On 1 January the customs duty on imported cars rose from 10 percent of the price – the old Kazakh rate – to match the Russian rate of 30 to 35 percent. Behind these measures, some see Russia attempting to give an unfair advantage to its own auto industry products – cars that are uncompetitive on world markets.
The new tariff system could unleash a flood of imports of all sorts, they warn, undermining domestic producers’ market positions and perhaps causing an upturn in inflation. In 2007, Kazakhstan exported about $46 billion worth of goods and services, dominated by hydrocarbons, and imported about $30 billion worth, according to the World Bank.
At first glance it may seem that domestic producers in Kazakhstan now have a price advantage over imports, because of the higher import duties. The truth is that old marketplace rivals have given way to new ones. The Russian government is the dominant influence over common economic policies in the customs union’s coordinating structures. Kazakh companies may now face a raft of new competition from Russian firms under less than equal conditions.
One Kazakh economic analyst thinks local businesses must get ready for cutthroat competition from Russian imports.
According to Dosym Satpaev, director of the Risk Assessment Group think tank in Amaty, Russian companies are likely to gain the advantage on the Kazakh market over the next several years, thanks to the more competitive products the far larger and comparatively more developed Russian economy can turn out. Meanwhile, he says, the Kazakh economy will continue to be hampered by organizational deficits, quality control, and other problems. Kazakhstan is not yet ready for economic integration of the type Russia is spearheading, he warns.
Economic data alone underline Russia’s leading role in the new customs union and proposed single market. Although the Kazakh economy is one of the largest of the ex-Soviet republics, with a 2008 GDP estimated by the World Bank to be $132 billion, it’s less than a tenth the size of Russia’s.
Coming close on the heels of the launch of the customs union, the victory of a close friend in the Ukrainian presidential election will give new impetus and vigor to the Kremlin’s aim of further asserting its dominance of the post-Soviet economic space.

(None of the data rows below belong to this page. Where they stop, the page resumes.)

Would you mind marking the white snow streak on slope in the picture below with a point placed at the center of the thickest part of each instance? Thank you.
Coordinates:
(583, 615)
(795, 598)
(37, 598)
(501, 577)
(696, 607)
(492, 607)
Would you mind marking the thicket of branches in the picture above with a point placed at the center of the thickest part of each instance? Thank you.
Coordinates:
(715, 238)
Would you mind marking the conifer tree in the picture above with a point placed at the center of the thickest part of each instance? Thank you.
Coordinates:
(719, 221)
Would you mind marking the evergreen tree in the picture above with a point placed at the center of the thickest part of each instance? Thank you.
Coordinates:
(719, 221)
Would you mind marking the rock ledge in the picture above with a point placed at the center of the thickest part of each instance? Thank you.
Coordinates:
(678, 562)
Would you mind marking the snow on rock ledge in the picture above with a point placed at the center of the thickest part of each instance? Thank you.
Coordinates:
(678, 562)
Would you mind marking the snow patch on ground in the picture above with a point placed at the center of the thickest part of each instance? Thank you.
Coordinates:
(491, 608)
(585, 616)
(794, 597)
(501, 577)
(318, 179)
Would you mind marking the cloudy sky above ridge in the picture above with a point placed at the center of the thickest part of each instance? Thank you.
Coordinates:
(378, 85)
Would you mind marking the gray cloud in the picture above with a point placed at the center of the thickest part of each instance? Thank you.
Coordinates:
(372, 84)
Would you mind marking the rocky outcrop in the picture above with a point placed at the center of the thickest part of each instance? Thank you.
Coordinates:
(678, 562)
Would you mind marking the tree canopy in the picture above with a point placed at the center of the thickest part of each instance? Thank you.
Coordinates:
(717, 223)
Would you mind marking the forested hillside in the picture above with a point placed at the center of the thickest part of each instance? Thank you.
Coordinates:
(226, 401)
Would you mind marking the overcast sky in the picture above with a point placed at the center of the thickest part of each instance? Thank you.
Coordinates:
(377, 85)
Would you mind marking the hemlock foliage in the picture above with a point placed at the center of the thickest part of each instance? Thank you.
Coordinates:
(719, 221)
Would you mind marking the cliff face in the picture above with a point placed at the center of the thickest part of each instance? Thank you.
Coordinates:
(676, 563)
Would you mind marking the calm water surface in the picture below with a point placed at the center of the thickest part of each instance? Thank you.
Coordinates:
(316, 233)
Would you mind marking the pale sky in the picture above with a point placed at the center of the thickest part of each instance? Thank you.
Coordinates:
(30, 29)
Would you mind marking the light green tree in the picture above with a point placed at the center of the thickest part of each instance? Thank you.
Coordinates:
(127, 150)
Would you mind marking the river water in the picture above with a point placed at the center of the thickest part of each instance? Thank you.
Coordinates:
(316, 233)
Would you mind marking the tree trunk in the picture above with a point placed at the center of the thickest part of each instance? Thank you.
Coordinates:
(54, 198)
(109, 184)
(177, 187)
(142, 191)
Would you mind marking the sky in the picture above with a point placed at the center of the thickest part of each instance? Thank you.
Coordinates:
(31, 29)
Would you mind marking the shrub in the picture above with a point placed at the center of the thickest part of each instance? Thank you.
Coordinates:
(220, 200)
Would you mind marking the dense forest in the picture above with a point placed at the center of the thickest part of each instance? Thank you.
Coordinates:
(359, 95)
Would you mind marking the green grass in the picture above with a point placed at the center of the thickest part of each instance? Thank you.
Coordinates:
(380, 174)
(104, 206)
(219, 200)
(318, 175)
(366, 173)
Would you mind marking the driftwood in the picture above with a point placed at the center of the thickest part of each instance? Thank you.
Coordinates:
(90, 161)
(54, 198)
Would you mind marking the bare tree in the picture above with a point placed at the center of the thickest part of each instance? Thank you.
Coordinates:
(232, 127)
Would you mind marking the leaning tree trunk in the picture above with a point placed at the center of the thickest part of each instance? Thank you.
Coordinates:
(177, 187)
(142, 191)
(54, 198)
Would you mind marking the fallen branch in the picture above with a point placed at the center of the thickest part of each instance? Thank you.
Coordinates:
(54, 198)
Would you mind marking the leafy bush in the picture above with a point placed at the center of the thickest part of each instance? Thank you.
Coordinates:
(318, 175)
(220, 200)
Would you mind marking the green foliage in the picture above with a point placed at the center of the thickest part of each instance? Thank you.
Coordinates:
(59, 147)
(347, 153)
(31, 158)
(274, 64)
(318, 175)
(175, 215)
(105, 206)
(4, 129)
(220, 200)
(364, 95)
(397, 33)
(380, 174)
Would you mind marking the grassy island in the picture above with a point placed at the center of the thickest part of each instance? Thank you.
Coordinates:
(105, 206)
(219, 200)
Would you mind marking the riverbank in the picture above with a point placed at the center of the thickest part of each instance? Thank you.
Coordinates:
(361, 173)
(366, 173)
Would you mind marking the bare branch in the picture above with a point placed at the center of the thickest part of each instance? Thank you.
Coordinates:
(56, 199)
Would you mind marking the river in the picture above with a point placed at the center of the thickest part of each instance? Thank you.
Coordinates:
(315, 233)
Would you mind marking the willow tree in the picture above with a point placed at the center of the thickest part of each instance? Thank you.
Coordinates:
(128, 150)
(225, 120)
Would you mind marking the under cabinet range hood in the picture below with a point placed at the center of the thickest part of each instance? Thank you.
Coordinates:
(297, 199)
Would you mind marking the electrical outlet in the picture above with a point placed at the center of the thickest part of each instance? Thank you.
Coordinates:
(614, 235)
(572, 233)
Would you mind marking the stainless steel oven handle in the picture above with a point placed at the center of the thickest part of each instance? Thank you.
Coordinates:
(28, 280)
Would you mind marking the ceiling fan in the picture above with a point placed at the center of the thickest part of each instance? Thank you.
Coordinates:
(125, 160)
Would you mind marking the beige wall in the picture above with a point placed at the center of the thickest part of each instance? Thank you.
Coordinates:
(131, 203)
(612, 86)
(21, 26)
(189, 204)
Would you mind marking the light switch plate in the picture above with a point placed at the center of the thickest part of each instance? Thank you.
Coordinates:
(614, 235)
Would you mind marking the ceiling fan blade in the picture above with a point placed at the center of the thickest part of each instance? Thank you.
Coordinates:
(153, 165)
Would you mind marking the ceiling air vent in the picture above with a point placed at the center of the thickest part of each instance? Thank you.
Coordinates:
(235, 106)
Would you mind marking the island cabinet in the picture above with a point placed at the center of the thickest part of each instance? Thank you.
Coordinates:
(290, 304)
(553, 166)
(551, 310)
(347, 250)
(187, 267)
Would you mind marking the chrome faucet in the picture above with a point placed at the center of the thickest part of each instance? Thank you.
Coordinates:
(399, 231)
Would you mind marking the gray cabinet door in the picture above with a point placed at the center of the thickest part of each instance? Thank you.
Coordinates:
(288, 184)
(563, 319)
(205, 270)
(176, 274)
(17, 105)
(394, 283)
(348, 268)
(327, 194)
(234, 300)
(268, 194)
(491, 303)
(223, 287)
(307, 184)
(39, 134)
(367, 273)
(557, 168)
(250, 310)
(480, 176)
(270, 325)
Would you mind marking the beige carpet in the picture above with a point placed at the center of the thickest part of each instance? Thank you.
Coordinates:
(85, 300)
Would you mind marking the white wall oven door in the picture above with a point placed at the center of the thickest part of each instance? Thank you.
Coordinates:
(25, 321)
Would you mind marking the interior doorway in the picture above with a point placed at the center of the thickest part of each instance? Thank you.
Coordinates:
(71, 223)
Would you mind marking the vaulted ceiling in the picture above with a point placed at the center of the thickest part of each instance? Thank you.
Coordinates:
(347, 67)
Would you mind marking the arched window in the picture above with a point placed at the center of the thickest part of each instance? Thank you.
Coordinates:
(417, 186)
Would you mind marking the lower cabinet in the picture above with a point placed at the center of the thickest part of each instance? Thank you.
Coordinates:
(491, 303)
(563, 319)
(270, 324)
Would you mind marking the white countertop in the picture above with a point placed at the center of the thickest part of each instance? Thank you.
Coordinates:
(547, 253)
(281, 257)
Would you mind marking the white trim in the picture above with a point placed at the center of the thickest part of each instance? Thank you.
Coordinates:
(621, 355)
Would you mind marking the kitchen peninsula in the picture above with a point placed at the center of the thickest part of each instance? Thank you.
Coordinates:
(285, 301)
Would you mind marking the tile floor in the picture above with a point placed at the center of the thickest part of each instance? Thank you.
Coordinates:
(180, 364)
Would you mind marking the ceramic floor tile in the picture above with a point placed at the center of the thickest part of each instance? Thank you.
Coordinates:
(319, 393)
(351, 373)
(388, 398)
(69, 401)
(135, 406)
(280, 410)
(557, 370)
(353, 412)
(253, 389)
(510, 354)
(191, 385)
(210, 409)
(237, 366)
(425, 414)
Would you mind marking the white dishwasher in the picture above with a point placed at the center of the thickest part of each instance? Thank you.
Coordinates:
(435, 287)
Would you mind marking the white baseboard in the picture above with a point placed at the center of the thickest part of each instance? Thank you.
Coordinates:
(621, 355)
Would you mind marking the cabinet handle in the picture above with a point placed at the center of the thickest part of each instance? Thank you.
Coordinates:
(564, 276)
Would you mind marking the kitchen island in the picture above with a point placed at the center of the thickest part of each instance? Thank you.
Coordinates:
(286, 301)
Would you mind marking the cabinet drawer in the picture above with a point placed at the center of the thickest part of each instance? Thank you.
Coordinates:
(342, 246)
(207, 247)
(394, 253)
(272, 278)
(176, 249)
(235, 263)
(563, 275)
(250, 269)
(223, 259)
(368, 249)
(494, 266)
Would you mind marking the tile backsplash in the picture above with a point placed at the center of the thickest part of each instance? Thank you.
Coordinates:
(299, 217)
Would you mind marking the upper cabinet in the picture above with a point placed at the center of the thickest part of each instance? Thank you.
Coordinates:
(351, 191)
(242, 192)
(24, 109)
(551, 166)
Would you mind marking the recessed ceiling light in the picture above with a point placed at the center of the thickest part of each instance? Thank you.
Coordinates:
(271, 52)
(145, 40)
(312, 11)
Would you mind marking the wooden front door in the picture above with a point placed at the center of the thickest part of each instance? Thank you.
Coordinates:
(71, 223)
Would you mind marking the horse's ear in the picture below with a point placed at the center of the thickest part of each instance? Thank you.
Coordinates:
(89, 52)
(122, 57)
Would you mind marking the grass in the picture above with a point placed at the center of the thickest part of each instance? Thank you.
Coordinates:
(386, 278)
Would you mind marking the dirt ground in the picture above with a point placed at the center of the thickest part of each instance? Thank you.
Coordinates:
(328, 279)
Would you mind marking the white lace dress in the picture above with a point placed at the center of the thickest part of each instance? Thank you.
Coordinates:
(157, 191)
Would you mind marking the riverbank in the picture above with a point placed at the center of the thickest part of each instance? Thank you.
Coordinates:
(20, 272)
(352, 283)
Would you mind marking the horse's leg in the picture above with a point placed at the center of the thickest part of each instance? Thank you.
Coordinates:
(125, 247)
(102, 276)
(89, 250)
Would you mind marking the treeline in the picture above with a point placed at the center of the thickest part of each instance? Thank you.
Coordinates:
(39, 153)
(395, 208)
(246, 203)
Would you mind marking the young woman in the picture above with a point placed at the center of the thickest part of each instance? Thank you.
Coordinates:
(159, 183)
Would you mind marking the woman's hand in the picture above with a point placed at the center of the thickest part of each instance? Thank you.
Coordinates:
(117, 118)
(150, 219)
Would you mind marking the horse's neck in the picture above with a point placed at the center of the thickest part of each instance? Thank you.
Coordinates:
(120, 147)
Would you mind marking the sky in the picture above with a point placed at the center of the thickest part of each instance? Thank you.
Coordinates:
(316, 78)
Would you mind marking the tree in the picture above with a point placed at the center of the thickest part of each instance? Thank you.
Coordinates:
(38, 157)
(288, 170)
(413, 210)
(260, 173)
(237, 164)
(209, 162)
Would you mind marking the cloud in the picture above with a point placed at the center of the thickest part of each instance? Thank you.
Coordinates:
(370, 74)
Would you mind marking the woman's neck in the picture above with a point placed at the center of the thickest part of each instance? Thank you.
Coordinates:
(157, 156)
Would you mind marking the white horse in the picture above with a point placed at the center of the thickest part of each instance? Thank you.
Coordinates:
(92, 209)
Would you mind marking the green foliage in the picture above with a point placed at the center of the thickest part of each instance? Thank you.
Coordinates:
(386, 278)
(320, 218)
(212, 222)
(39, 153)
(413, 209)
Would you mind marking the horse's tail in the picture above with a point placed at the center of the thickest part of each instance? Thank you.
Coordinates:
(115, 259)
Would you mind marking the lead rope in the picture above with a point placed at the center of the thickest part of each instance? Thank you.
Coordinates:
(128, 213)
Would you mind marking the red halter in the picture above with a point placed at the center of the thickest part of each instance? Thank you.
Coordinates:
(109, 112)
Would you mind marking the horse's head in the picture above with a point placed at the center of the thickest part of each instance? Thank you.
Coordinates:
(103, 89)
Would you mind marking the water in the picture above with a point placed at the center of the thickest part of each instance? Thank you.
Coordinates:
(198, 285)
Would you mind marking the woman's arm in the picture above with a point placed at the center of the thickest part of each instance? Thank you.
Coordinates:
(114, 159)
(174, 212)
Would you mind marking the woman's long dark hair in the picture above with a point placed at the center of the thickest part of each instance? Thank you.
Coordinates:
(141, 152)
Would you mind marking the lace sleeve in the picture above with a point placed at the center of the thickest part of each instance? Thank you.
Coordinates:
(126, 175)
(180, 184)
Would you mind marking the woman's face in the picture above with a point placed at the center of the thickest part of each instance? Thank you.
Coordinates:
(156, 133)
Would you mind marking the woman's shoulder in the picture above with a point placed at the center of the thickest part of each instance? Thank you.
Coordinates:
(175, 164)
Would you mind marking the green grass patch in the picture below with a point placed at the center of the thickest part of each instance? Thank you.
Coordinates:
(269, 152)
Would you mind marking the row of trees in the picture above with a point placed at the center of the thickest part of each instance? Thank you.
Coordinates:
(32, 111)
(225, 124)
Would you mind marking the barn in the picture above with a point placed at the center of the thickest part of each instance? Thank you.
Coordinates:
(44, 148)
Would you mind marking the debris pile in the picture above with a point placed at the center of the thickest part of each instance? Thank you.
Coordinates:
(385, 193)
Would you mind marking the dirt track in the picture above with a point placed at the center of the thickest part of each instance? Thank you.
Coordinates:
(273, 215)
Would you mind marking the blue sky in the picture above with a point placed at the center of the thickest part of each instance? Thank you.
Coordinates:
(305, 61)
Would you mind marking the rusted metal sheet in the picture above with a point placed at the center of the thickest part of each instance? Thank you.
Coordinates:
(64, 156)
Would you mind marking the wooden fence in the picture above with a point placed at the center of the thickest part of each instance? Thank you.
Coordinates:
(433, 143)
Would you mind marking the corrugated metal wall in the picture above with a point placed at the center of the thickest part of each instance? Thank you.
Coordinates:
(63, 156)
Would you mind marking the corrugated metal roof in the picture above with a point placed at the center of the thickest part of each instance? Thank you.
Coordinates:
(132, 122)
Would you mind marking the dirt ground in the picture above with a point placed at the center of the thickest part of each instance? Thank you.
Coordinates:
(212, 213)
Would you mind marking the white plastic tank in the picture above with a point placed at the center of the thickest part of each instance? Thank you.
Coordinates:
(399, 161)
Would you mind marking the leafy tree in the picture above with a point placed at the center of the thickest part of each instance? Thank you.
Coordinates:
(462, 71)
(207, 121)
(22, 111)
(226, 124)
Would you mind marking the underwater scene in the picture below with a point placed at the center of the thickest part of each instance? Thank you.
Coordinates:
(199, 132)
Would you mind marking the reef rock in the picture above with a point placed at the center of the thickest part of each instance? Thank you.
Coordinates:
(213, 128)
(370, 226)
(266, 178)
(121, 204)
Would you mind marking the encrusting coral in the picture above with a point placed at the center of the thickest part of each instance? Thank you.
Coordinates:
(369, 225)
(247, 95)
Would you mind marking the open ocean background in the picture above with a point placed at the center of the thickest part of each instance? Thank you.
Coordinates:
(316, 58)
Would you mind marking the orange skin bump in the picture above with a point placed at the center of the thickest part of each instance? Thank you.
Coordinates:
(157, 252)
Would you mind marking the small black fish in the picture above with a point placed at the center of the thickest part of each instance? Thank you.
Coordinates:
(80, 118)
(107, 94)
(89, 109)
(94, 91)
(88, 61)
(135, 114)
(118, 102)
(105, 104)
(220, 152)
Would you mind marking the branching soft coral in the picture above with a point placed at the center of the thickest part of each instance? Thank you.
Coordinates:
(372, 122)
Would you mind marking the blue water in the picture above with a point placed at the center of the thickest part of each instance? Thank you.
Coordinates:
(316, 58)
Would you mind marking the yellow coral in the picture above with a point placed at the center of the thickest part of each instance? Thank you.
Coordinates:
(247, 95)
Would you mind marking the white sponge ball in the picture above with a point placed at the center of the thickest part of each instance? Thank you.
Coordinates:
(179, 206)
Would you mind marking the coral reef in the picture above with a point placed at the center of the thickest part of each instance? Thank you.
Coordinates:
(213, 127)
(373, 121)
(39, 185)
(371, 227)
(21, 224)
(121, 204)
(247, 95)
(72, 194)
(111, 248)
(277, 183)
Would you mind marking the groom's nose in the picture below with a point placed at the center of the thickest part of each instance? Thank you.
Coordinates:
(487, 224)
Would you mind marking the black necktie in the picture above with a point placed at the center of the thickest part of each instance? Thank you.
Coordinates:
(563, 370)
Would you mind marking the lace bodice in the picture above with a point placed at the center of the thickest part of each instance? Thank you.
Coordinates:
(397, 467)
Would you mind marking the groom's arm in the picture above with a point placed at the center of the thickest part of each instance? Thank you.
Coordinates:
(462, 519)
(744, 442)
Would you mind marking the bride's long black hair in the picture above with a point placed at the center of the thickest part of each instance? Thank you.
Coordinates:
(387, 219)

So far Kyrgyzstan and Tajikistan have indicated strong interest in joining the customs union, and as for the second-largest economy in the post-Soviet sphere, Ukraine, president-elect Viktor Yanukovych told the British Daily Telegraph that he favored joining the growing Russian-led economic zone. Ukrainian entry into the customs union would shift the regional balance of power strongly toward inner Eurasia, and, particularly if no positive steps toward creating a more liberal political system occur in Russia, the European Union could then expect to face stronger Russian pressure in the center and west of the continent.
Given that the Kremlin is seeking to regain its influence in Eurasia, if Ukraine joins the Russian-led economic zone, the Baltic states and the Central and Eastern European former Warsaw Pact members will take the brunt of that pressure.